Fannie Mae prepares to sell foreclosed properties in South LA



imageThere’s a house on East Adams Boulevard in South Central Los Angeles where broken windows are covered by cardboard and wrapping paper. Cockroaches crawl in water glasses and a ratty extension cord connecting a generator to a bare fluorescent bulb is stapled to the ceiling.

This house is in foreclosure under Fannie Mae. It’s also home to three families – 17 people total, including 11 children.

“There’s little baby cockroaches crawling in that cupboard. You want to take a souvenir?” Haide Clemente laughed. She’s a stay-at-home mother in this house. Her husband works in a factory, making parts for cars and airplanes.

One of the families had been there for nine years when foreclosure proceedings started last spring. The family says Fannie Mae stopped telling them where to send their rent checks and the lender still hasn’t answered their calls. In September, they stopped paying rent. Their electricity was cut off.

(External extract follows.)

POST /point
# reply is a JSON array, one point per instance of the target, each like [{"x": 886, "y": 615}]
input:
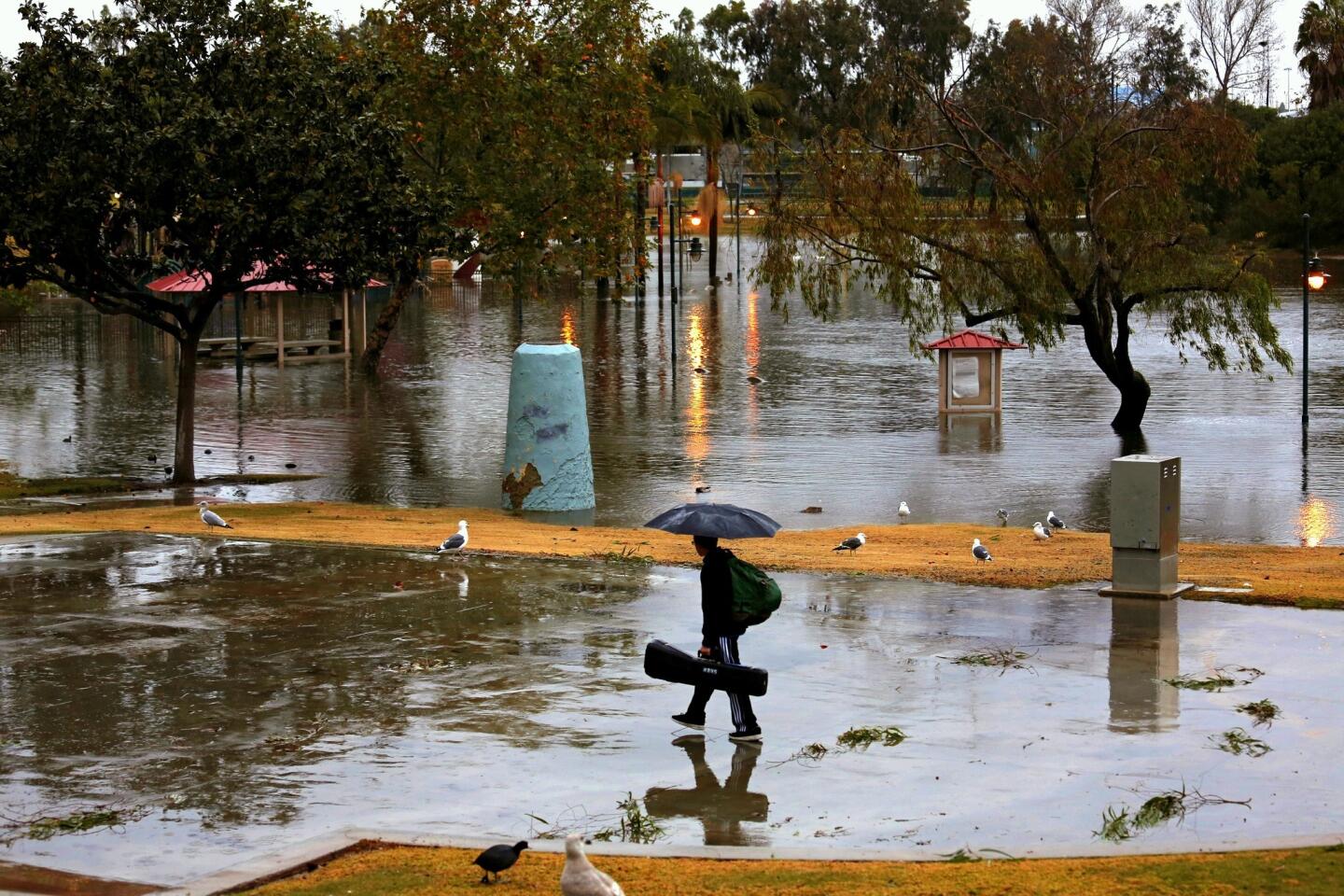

Strategic Action for a Just Economy, or SAJE, opened the house to public visits on Thursday. Executive Director Paulina Gonzalez says there are many Fannie Mae homes like it.

“They have dozens of properties in South Los Angeles, in Southeast Los Angeles, that are in foreclosure. They’re preparing to sell their properties and become equity owners, and we’re here to ask Fannie Mae, is Fannie Mae going to be Los Angeles’s newest slumlord?”

On Monday Fannie Mae announced a plan to let one investors buy whole chunks of houses in cities hit hardest by the mortgage crisis, including about 600 properties in Los Angeles and Riverside.

In California, and maybe nationwide, the Federal Housing Finance Agency will chose one new owner after a rigorous application process.

But Nancy Ibrahim, Executive Director of Esperanza Community Housing Corporation, says tenants also need to know their rights.

“A lot of people tragically end up in a situation like this not only because of Fannie Mae but because of many, many other banks, and they disappear so quickly that we can’t even inform them of their tenant rights.”

For example, SAJE says Clemente’s family accepted two thousand dollars from a “Cash for Keys” program to help cover their moving costs. They could have gotten nine times as much help through government programs. They just didn’t know about them. And Fannie Mae isn’t responsible for that.

Fannie Mae could not be reached for comment by the time of our broadcast.